If you love Colorado’s National Forests, you have to read this.
Colorado has some of the country’s best outdoor recreation, and its National Forests are beloved by locals for the access they provide to unmatched hiking, climbing, mountain biking, ice climbing, backcountry skiing, and exploring. Three of Colorado’s National Forests — the Grand Mesa, Uncompahgre, and Gunnison — are undergoing a process called Forest Planning.
Forest Planning might sound boring, but it's where wilderness and Wild & Scenic rivers come from, and it shapes decisions like where you can snowmobile or ski, and what lands can get leased to private interests like timber.
Forest Planning is a multi-year effort to plan for how the Forests should be taken care of for the next 20-25 years. The last time the Grand Mesa, Uncomaphgre, and Gunnison National Forests plans were updated was 1983 (!). Just think: these new plans could last another 30 years, so your feedback on where there should be more campgrounds, better trail construction, less road development, and more could outlast many members of Congress. The short video below is a great explainer on Forest Planning, if you’re curious.
Outdoor Alliance and our Colorado partners have submitted three rounds of comments to the Forest Service, most recently on the Grand Mesa, Uncompahgre, and Gunnison National Forests scoping process. The goal of the scoping process is to collect feedback on proposed changes to the Forest Plan that assesses the big picture of how the Forests are best managed.
Outdoor Alliance shared the opportunity to submit comments to the Forest Service with its folks in Colorado (sign up here if you want to make sure to get reminders about future public comment periods).
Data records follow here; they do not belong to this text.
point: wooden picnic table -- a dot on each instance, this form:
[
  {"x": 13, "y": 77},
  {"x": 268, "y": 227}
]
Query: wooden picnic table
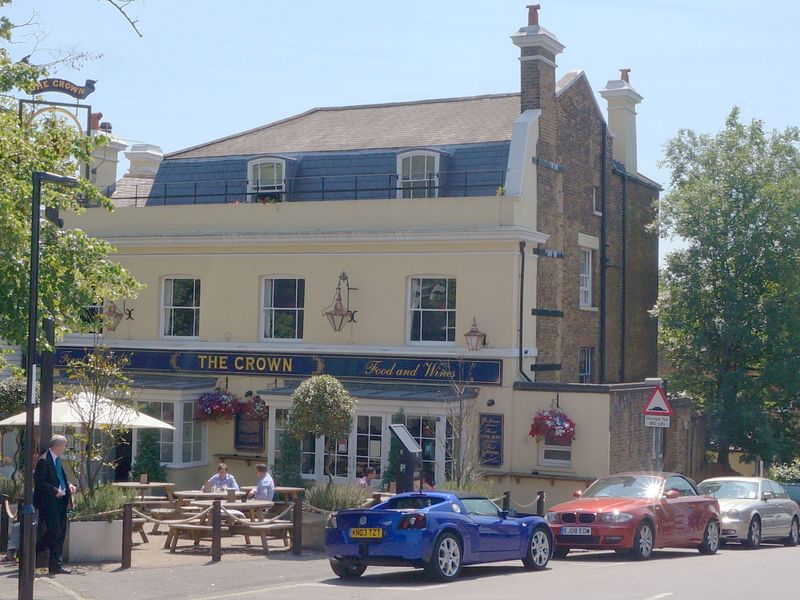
[
  {"x": 200, "y": 495},
  {"x": 144, "y": 487},
  {"x": 291, "y": 492}
]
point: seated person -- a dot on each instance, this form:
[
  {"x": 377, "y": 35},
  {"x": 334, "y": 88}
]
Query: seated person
[
  {"x": 366, "y": 481},
  {"x": 265, "y": 485},
  {"x": 222, "y": 480}
]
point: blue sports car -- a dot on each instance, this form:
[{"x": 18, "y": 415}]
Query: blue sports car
[{"x": 437, "y": 531}]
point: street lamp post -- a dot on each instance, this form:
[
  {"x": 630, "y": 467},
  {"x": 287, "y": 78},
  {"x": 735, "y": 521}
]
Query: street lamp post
[{"x": 28, "y": 515}]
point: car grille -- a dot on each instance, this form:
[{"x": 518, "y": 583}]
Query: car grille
[{"x": 578, "y": 518}]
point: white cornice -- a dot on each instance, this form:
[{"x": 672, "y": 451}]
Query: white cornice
[
  {"x": 499, "y": 234},
  {"x": 303, "y": 348}
]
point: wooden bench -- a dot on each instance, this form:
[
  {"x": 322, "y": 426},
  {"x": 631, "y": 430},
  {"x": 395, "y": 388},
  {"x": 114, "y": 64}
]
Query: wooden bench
[{"x": 275, "y": 529}]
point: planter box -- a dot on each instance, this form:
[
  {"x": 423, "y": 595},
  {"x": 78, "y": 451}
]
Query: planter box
[
  {"x": 93, "y": 541},
  {"x": 314, "y": 531}
]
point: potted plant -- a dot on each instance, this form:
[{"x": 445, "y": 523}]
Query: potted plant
[{"x": 94, "y": 532}]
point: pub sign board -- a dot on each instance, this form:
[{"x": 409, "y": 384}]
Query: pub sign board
[
  {"x": 490, "y": 439},
  {"x": 343, "y": 366}
]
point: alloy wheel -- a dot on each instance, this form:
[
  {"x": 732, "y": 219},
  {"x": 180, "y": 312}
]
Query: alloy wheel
[
  {"x": 540, "y": 548},
  {"x": 449, "y": 557}
]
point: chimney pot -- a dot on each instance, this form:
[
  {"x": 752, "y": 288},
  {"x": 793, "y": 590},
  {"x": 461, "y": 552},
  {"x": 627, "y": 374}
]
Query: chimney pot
[{"x": 533, "y": 14}]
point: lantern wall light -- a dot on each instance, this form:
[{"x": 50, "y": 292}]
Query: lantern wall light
[
  {"x": 475, "y": 338},
  {"x": 338, "y": 313}
]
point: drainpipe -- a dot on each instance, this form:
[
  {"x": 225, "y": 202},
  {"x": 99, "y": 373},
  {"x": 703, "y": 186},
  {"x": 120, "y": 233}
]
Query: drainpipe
[
  {"x": 522, "y": 245},
  {"x": 623, "y": 306},
  {"x": 603, "y": 257}
]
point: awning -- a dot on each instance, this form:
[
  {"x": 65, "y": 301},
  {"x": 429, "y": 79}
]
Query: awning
[{"x": 395, "y": 392}]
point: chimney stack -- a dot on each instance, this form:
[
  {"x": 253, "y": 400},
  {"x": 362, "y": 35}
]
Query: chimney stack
[
  {"x": 145, "y": 160},
  {"x": 538, "y": 51},
  {"x": 622, "y": 100}
]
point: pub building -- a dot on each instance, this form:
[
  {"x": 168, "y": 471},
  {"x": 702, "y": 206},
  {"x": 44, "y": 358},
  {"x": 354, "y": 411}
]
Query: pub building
[{"x": 494, "y": 244}]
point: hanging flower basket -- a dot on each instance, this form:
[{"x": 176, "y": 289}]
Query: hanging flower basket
[
  {"x": 554, "y": 424},
  {"x": 217, "y": 405},
  {"x": 257, "y": 408}
]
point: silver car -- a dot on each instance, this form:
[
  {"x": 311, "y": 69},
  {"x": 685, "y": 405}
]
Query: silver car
[{"x": 754, "y": 509}]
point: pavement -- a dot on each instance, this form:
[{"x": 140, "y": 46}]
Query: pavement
[{"x": 734, "y": 573}]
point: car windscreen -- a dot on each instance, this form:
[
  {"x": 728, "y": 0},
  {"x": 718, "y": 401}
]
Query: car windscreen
[
  {"x": 730, "y": 490},
  {"x": 412, "y": 502},
  {"x": 624, "y": 486},
  {"x": 480, "y": 506}
]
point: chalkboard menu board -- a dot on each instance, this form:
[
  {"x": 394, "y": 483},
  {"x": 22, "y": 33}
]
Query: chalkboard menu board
[
  {"x": 490, "y": 438},
  {"x": 249, "y": 433}
]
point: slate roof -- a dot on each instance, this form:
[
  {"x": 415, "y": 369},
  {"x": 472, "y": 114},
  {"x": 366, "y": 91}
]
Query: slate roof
[{"x": 422, "y": 123}]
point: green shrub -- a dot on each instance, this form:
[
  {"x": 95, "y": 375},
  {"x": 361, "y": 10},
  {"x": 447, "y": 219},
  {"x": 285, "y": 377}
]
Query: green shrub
[
  {"x": 787, "y": 472},
  {"x": 107, "y": 499},
  {"x": 287, "y": 466},
  {"x": 336, "y": 497}
]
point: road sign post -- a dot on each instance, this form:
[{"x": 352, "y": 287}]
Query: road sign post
[{"x": 657, "y": 415}]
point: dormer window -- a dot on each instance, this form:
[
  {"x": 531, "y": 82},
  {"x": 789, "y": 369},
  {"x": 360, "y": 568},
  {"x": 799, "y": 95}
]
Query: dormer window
[
  {"x": 418, "y": 175},
  {"x": 266, "y": 180}
]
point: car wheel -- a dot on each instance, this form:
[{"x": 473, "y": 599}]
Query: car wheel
[
  {"x": 794, "y": 534},
  {"x": 710, "y": 543},
  {"x": 445, "y": 563},
  {"x": 643, "y": 541},
  {"x": 753, "y": 533},
  {"x": 348, "y": 570},
  {"x": 539, "y": 550}
]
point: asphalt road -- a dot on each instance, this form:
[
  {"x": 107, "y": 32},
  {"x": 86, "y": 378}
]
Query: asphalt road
[{"x": 733, "y": 574}]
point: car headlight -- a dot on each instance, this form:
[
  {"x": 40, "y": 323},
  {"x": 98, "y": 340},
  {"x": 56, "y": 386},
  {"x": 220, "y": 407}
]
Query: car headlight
[{"x": 615, "y": 517}]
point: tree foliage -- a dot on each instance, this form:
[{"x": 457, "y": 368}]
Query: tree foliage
[
  {"x": 729, "y": 308},
  {"x": 75, "y": 269}
]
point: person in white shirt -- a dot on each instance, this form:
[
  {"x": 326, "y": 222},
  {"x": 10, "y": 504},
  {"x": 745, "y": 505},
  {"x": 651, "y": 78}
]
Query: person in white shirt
[
  {"x": 222, "y": 480},
  {"x": 265, "y": 486}
]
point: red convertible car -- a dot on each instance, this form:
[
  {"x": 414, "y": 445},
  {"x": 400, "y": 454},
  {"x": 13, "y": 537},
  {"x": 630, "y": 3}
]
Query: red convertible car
[{"x": 634, "y": 513}]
We also submitted a comment letter from Outdoor Alliance and our regional network in Colorado.
In brief, here’s what we had to say:
- It’s great to see the Forest Service recognizing how important outdoor recreation is on these forests, especially since recreation is world-renowned on the forests and valuable for residents and for businesses attracting employees in the region.
- We provided a geodatabase with information about climbing, mountain biking, backcountry skiing, and whitewater runs so that the Forest Service could see where all the outdoor recreation is, and better balance outdoor recreation with other needs and uses.
- Managing and improving outdoor recreation requires thinking about issues like noise, viewsheds, trail density, access to parking and trailheads, and sustainability and safety.
- Climate change should be a major consideration of the forest, and it particularly affects winter recreation.